El cristiano puede identificar
dentro de sí la inseguridad que sienten los discípulos y puede ver reflejadas
en su pregunta sus propias inquietudes sobre la baja calidad de su relación con
Jesús, sobre sus incoherencias y la posibilidad de traicionar al Señor por la
inestable fragilidad de la naturaleza humana. No hay razón para identificarse
con el Iscariote, pero es indudable que su siniestra figura habla de la
realidad que nos cuesta admitir: el pecado del mundo que actúa en nosotros.

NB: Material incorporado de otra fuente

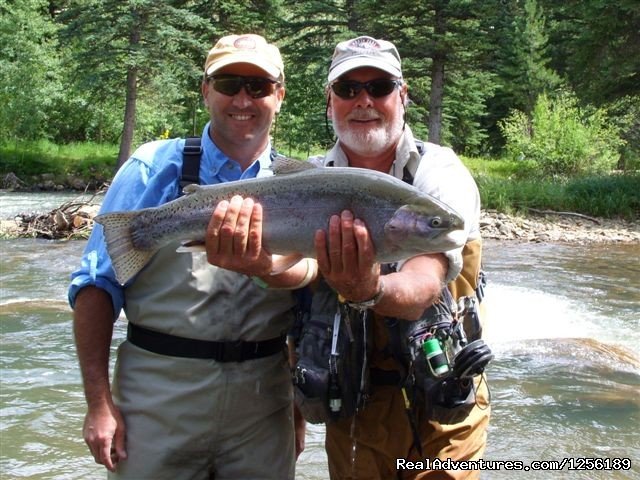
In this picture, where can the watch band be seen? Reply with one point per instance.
(372, 302)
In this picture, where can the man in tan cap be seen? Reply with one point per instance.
(201, 387)
(407, 413)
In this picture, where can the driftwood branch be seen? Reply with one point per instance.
(566, 214)
(73, 219)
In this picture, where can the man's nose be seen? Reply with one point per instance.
(242, 99)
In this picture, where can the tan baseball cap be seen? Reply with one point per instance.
(365, 52)
(249, 48)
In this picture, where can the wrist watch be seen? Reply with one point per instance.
(372, 302)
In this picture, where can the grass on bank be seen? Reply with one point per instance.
(90, 161)
(505, 185)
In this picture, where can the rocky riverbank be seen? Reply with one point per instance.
(75, 221)
(557, 227)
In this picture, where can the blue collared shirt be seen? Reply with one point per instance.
(148, 179)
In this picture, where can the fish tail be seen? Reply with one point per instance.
(126, 259)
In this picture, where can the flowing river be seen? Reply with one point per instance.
(565, 381)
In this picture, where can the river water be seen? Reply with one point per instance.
(564, 325)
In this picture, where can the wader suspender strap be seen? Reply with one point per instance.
(191, 162)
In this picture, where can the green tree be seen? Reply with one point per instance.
(30, 80)
(127, 46)
(442, 43)
(561, 139)
(521, 62)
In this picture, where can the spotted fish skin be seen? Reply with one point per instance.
(298, 200)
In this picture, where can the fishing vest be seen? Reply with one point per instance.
(338, 360)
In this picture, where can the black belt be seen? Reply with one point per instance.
(381, 378)
(236, 351)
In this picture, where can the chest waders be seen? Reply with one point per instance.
(177, 346)
(437, 355)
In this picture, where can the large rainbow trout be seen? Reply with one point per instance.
(298, 200)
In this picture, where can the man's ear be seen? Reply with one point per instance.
(205, 90)
(404, 94)
(281, 93)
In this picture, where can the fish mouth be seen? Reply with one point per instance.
(241, 117)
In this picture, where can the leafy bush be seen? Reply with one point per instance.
(562, 140)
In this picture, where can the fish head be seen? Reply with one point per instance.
(424, 228)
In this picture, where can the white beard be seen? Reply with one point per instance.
(372, 141)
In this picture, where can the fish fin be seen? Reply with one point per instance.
(126, 260)
(192, 246)
(191, 188)
(286, 165)
(282, 263)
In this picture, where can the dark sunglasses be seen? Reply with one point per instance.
(380, 87)
(256, 87)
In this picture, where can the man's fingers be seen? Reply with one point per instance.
(228, 227)
(322, 257)
(366, 250)
(254, 247)
(349, 253)
(335, 244)
(213, 229)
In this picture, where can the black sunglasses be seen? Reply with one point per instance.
(256, 87)
(380, 87)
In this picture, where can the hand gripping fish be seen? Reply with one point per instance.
(297, 200)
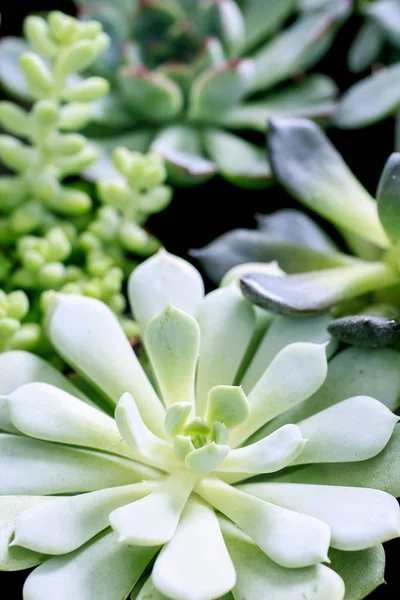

De ese mundo nos salva el Señor. Y
quiere salvar a su discípulo. Es impresionante el modo como Jesús trata a
Judas. No lo avergüenza, no profiere contra él insulto alguno ni lo censura
abierta y drásticamente. Se limita simplemente a decirle: Tú lo has dicho. Sin ser una expresión agresiva, es una afirmación confirmatoria
que encierra tal vez una amonestación indulgente, como esperando que se
arrepienta. Pero la distancia está trazada, la separación se ha consumado. El
amor de Jesús por su discípulo no se contradice con la calificación que hace del
pecado de Judas. El
Hijo del hombre se va, tal como está escrito de él, pero ¡ay de aquel que
entrega al Hijo del hombre! ¡Más le valdría
no haber nacido!
Mateo, a diferencia de Juan, no
dice si Judas salió inmediatamente de la sala, pero se supone. Volverá a aparecer
en el Huerto de los Olivos para entregar con un beso a su Señor.